Robert Root-Bernstein: No one becomes a great inventor or a great scientist or a great writer or anything else unless they love what they do. Because you have to really be able to invest your entire soul into something. And if you can't play at it, if you can't just do something because you enjoy it, then you can't do it completely enough or long enough to succeed at it.

John Fabel, inventor, adjunct professor of design, Hampshire College: I think the encouragement of play in the workplace is a marvelous trend.

IDEO Designer: We are down to 40 from an original of 173 ideas.

John Fabel: I think that not only does it generate more ideas, but it also reinvigorates the role that play has in connecting us together and helping us to work better together.

IDEO Designer: So for now we're just playing around.

David Kelley, founder and chairman, IDEO, product design company: The idea was the group that you hang around with is really important to how innovative you are, how creative you are. And so by picking my friends, people I was already comfortable working with, and people who had the same kind of value system, and that comfort, I thought, would allow us to do great work, and it turns out it works out pretty well.

IDEO Designer #1: Ok, how many for dogs? One, two, three, four, five.

IDEO Designer #2: A bone bell. It's kind of like a barbell for dogs.

IDEO Designer #3: It makes them sweat, and everything's much more of an effort.

Jeri Robinson: In the workplace, we need the same things that children need. We need a place to be creative. We need a place to be interactive. We need a place for social interaction. We need a place to explore new tools.

John Fabel, inventor, adjunct professor of design, Hampshire College: Well, I think if play is exploration, and gives us license to try new ideas, work, in many ways, is application of that understanding.

David Kelley: We went through a period in business where you had to sit at your desk and have your head down. People perfected ways of looking like they were busy, by holding the phone up to their ear when they weren't and so forth. But today we actually have gotten to the point where enlightened companies allow their people to play.

Alison Gopnik: You can say to a company in Silicon Valley, "Okay, you guys, here's the general space of what we want you to find out about, and we're just going to let you play around until you do."

Michele Root-Bernstein: When play is purposefully put in the workforce, it strikes me that it's a kind of communal play. It's a play that has rules to it: that this is where you will play, this is why you will play, this is how you will play. So it strikes me as not quite the real thing.

Robert Root-Bernstein: The critical message here is we go and look at where the big companies started: the garages, the little home laboratory, the inventor tinkering in his basement. There are too many of these stories to be ignored.

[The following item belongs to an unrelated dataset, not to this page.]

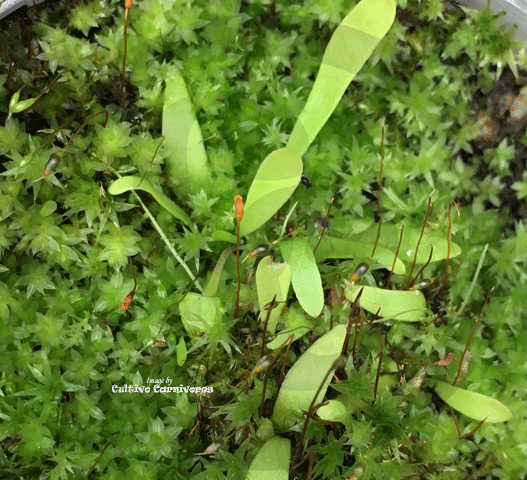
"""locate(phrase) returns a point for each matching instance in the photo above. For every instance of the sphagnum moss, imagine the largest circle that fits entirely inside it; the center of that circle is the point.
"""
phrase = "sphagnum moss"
(66, 341)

They're telling us that we need to have people doing these things.

David Kelley: The first step is to get people to start feeling like play's okay, and that they're inherently a creative person.

Jeri Robinson: We have businesses who've actually brought their folks here to do play exercises with the idea of getting the creative juices going, to have people see each other in a different kind of light, to learn about one another, to learn about new strengths, new interests, and you can do that through play.